Recently, there has been an attempt to create an academic field of Male Studies. Given that existing academic disciplines provide considerable coverage of men it might be wondered why such studies are needed.

The best known proponent of Male Studies, Lionel Tiger (yes, that is his name),  claims that there is a need for Male Studies and this arises “from the notion that male and female organisms really are different” and there is an “enormous relation between . . . a person’s biology and their behavior.”

Since Men’s Studies already exists, it might also be wondered why there is a need for Male Studies.
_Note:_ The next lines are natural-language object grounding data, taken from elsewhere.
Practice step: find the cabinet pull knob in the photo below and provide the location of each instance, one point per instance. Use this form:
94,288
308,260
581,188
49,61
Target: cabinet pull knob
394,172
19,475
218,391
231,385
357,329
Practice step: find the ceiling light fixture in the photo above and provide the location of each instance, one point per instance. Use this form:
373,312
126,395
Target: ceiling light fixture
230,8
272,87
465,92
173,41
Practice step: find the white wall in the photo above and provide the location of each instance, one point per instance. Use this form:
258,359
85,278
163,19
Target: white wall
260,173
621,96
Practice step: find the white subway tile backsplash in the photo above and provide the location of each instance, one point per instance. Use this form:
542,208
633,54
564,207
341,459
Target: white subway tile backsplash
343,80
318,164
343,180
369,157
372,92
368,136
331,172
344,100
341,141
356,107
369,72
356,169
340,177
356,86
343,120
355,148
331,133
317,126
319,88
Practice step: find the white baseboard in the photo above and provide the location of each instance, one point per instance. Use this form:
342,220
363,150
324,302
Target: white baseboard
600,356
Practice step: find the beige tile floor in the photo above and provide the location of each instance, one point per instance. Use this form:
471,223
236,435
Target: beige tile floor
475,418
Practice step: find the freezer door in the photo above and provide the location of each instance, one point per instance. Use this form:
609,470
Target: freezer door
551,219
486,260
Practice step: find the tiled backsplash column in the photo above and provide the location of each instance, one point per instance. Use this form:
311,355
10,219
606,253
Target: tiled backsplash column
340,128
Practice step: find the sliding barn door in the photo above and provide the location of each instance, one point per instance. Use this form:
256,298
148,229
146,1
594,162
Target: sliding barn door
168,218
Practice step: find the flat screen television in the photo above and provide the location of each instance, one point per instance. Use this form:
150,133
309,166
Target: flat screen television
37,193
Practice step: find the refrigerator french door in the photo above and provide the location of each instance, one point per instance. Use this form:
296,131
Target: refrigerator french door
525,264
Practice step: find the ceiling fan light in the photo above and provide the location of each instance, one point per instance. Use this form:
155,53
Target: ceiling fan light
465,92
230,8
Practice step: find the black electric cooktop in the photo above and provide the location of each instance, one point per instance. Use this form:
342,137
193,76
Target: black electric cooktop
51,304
Tiger asserts that Men’s Studies focuses too much on the social construction of gender rather than on the biological aspects of what it is to be male.

While it is tempting to dismiss both Men’s Studies and Male Studies as mere political responses to Women’s Studies, the fields do seem to have at least some legitimacy as academic fields. After all, what it is to be a man and what impact being male has on men are interesting subjects and seem to be well worth considering.

However, there are at least two reasonable objections against both Men’s Studies and Male Studies.

First, there is the obvious fact that the subject matter of both fields already falls within existing academic disciplines. For example, the study of male biology clearly falls under the general field of biology. As such, there seems to be little compelling need to have a special discipline dedicated to what might be considered a rather limited focus.

Second, there is the practical concern regarding resources. At this time, many colleges and universities are suffering from serious budgetary problems. For example, my own department has lost a significant chunk  its budget. Fortunately, three people retired this year, thus allowing the budget cuts to be absorbed by not hiring replacements. Down the road at Florida State, they are also facing severe budget problems resulting in the firing (or not re-hiring) faculty and staff. Given this financial crisis, it seems to make little sense to expend limited resources on this field. Rather, it makes more sense to use the dwindling resources to preserve the core aspects of education.

Naturally enough, schools that have the budgetary surplus for Men’s Studies and Male Studies are not subject to this concern. Also, there might well be funding support available for these programs that is not available for retaining faculty in established disciplines like philosophy, biology, and physics. If so, then these programs might actually prove useful, if only to help retain (in another area) faculty and staff who would otherwise be out of work.

While I do believe that the subject matter itself is important and interesting, it seems that it would be rather adequately handled under existing disciplines. I think the same about Women’s Studies as well. This should not be taken as endorsing eliminating adequate and fair coverage of women in academic fields. Far from it-I think that women should receive due attention within the existing fields. The problem was (and is) not a lack of a special field for women (or men), but rather a tendency to overlook, ignore or marginalize women in academic fields. Given that men are now a minority in higher education (at least at the two year and bachelor levels) it might well be time to be concerned that men might someday start suffering from being overlooked or marginalized in academics. This, of course, should not be allowed to occur.